Sejak Aleksandria, hingga Baghdad sebelum diserbu bangsa Mongol, hingga kini, perpustakaan dianggap sebagai salah satu kuil peradaban. Dengan beban historis ini, ada semacam tugas perpustakaan untuk menyeleksi buku-buku yang akan jadi koleksinya.

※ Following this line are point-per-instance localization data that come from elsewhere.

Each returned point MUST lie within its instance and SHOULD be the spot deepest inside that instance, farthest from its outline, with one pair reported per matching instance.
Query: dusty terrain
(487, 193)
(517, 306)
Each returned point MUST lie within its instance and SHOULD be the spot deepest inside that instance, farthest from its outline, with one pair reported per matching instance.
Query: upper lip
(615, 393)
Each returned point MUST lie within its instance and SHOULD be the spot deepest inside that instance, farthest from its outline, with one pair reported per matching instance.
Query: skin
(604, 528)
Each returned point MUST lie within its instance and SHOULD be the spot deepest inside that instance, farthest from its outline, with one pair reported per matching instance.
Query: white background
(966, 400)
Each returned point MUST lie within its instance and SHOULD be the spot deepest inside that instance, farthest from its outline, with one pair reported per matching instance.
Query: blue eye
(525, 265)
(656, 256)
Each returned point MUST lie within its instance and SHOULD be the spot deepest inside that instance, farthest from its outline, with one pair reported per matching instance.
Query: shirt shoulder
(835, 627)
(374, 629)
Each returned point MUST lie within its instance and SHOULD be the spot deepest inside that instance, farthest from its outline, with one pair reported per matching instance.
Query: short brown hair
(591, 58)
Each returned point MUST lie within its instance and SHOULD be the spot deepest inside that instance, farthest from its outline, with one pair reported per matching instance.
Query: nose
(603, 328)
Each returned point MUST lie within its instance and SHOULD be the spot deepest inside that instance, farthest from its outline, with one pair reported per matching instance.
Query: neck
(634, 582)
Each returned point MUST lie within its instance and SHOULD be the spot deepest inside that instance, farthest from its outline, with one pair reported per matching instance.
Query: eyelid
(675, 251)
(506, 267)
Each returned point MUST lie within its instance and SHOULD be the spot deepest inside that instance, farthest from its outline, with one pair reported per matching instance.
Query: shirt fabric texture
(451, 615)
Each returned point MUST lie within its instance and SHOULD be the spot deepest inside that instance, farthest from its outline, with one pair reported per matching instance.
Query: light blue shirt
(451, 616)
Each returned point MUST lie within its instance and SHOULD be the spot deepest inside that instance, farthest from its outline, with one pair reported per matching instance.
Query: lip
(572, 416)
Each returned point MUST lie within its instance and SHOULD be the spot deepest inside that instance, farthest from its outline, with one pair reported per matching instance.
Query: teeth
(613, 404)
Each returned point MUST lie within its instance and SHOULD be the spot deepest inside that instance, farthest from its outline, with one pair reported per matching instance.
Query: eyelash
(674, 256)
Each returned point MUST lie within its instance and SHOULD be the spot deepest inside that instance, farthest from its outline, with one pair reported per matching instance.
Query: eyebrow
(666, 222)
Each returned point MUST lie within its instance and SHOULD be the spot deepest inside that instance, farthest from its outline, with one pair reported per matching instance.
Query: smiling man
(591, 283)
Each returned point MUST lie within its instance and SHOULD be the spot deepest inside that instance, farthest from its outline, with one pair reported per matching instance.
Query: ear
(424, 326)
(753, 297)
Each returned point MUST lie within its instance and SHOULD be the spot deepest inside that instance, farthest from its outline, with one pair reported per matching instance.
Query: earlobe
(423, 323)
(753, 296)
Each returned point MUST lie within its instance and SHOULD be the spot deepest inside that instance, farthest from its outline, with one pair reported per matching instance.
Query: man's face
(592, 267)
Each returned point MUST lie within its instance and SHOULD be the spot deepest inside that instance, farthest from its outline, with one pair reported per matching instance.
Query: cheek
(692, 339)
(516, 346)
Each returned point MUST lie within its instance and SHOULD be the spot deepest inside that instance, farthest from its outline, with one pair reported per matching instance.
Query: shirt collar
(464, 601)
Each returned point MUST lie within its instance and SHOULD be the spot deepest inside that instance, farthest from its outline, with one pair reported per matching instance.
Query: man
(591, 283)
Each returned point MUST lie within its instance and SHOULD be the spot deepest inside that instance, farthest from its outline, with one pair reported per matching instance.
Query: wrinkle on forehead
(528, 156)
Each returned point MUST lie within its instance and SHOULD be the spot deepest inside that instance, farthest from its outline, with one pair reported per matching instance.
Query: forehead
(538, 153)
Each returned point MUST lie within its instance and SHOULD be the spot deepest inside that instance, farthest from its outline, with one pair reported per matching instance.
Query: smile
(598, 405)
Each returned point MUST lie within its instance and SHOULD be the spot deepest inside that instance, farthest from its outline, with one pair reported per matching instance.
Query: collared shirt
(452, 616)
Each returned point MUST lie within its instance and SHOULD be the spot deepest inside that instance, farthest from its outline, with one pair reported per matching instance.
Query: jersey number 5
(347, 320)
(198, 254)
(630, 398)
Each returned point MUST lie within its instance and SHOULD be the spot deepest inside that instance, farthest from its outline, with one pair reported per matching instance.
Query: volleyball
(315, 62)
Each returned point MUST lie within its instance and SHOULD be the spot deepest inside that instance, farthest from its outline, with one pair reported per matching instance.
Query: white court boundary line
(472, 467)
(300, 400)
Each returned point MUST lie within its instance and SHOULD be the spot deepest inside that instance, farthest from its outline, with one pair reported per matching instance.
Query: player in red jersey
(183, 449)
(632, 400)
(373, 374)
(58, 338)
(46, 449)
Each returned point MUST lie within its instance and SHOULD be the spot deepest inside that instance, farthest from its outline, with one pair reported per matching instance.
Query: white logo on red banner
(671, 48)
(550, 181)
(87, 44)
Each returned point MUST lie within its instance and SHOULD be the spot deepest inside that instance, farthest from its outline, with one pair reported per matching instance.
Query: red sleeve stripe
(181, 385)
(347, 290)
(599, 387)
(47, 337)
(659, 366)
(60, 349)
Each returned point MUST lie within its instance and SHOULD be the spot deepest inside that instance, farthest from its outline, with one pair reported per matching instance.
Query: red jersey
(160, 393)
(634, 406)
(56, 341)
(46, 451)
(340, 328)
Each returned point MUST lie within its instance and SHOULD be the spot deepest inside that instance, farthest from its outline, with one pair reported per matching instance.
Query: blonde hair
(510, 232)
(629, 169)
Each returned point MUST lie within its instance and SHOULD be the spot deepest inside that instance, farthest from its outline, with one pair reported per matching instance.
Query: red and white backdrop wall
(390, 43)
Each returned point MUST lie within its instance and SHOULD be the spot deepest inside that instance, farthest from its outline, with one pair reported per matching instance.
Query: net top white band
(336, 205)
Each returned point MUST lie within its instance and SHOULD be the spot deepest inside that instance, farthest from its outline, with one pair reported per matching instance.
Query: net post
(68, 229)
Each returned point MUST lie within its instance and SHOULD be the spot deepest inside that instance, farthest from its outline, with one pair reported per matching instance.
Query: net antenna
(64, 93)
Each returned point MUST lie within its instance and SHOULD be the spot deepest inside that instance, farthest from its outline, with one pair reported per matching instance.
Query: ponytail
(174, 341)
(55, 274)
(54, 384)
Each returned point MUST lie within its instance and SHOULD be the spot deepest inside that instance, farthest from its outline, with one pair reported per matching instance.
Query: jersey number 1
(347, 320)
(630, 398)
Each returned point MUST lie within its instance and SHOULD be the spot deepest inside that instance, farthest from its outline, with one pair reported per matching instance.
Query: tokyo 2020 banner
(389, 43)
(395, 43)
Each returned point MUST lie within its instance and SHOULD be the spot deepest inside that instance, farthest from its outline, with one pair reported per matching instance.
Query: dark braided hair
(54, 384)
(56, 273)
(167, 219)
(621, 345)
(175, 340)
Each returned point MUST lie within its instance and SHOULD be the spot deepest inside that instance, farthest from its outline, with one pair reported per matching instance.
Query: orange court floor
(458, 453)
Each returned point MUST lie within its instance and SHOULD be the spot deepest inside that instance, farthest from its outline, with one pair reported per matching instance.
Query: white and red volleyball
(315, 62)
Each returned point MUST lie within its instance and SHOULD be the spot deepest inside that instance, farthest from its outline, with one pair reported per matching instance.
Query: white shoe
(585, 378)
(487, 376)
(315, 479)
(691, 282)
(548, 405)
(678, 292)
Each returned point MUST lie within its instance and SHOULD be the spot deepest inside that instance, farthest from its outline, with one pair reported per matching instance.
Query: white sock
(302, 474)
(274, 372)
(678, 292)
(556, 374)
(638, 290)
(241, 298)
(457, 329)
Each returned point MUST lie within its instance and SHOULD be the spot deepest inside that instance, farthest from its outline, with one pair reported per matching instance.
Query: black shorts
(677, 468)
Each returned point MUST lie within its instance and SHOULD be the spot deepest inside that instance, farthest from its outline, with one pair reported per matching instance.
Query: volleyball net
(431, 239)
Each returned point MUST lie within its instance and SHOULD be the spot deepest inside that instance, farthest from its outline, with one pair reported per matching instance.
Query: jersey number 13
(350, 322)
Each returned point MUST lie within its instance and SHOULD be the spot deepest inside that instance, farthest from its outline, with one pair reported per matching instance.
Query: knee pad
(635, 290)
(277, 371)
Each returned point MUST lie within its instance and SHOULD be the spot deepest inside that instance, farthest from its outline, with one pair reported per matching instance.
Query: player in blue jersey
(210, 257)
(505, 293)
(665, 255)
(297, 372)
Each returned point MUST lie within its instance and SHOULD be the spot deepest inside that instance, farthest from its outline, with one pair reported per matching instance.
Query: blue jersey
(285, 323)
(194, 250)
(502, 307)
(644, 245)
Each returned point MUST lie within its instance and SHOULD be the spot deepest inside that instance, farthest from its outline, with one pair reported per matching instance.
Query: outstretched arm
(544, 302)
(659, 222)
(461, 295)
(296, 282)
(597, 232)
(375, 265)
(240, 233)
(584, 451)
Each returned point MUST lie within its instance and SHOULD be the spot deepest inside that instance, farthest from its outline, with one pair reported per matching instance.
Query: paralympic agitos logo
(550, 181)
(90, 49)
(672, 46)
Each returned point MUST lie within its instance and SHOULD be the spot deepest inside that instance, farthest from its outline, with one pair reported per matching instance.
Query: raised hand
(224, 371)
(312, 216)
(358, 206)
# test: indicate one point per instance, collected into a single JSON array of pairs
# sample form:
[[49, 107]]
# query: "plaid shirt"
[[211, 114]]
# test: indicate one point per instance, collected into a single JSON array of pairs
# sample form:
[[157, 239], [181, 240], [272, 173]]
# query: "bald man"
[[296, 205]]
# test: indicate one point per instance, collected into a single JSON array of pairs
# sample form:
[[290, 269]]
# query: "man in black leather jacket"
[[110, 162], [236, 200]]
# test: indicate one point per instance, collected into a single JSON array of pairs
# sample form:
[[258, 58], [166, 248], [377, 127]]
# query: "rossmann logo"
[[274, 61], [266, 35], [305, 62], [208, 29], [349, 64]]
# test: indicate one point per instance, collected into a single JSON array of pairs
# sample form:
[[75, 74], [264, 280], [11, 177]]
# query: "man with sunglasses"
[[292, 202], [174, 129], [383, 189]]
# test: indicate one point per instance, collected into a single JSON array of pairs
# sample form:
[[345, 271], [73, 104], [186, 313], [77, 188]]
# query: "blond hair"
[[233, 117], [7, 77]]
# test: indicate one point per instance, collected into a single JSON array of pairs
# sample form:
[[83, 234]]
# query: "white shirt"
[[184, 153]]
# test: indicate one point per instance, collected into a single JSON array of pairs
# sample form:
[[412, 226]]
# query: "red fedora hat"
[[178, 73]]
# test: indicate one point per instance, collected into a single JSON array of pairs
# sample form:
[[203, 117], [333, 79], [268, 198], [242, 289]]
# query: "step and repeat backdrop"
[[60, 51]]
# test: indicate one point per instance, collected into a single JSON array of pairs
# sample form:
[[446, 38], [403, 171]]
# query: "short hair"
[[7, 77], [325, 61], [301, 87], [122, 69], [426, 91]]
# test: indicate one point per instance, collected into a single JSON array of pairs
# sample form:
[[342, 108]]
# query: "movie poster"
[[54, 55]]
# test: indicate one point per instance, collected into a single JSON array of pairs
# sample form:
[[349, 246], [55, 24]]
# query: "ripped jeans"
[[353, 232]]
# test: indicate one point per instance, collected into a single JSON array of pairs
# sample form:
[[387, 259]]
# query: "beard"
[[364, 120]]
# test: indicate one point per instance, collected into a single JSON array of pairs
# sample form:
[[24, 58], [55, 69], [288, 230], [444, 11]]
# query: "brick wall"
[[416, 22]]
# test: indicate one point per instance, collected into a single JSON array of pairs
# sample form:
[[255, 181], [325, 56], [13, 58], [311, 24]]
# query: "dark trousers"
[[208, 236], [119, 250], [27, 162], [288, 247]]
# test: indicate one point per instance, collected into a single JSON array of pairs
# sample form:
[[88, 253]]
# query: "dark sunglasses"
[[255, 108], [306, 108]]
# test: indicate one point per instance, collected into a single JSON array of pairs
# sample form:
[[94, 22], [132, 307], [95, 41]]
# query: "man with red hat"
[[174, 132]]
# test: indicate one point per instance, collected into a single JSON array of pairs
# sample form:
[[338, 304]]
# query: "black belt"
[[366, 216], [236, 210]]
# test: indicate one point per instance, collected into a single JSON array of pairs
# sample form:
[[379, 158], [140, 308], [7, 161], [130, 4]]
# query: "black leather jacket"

Ada diskusi menarik yang berkembang beberapa tahun belakangan di kalangan pustakawan Amerika: apakah komik layak masuk perpustakaan? Apakah komik layak menjadi bacaan yang dianjurkan?
ADVERTISEMENT
Kondisi di Amerika dalam soal ini memang beda dengan, misalnya, Prancis. Di Prancis komik dianggap sebagai urusan kementerian kebudayaan. Di Amerika, komik sempat lama dicerca. Tapi tak bisa ditepis fakta bahwa komik adalah bagian penting yang melekat dalam budaya populer Amerika.
Komik di Amerika adalah tradisi, sekaligus institusi. Superman, Batman, Snoopy, Popeye, dan banyak lagi, adalah ikon-ikon nasional yang tak bisa diabaikan.
Dengan kesadaran itulah maka Library of Congress punya koleksi besar komik Amerika yang diterbitkan sejak awal sejarah komik modern di sana. Dasar pemikirannya adalah preservasi budaya.
Komik menjadi dokumen historis yang penting, bisa memberi informasi sebuah periode waktu tertentu. Dalam premis ini, komik dianggap penting bukan karena nilai intrinsiknya, tapi karena konteksnya. Sebagai bacaan, komik belum sampai jadi bacaan yang dianjurkan.
ADVERTISEMENT
Hal ini bergeser ketika industri komik Amerika merengkuh tren novel grafis dan TPB (Trade Paper Back, semacam kumpulan komik yang sebelumnya beredar dalam bentuk lebih pendek) .
Sebagai istilah, mungkin “novel grafis” banyak dimasalahkan oleh para komikus sendiri. Istilah ini dianggap sebagai akal-akalan para komikus yang minder pada medium lain agar komik diangkat ke posisi terhormat.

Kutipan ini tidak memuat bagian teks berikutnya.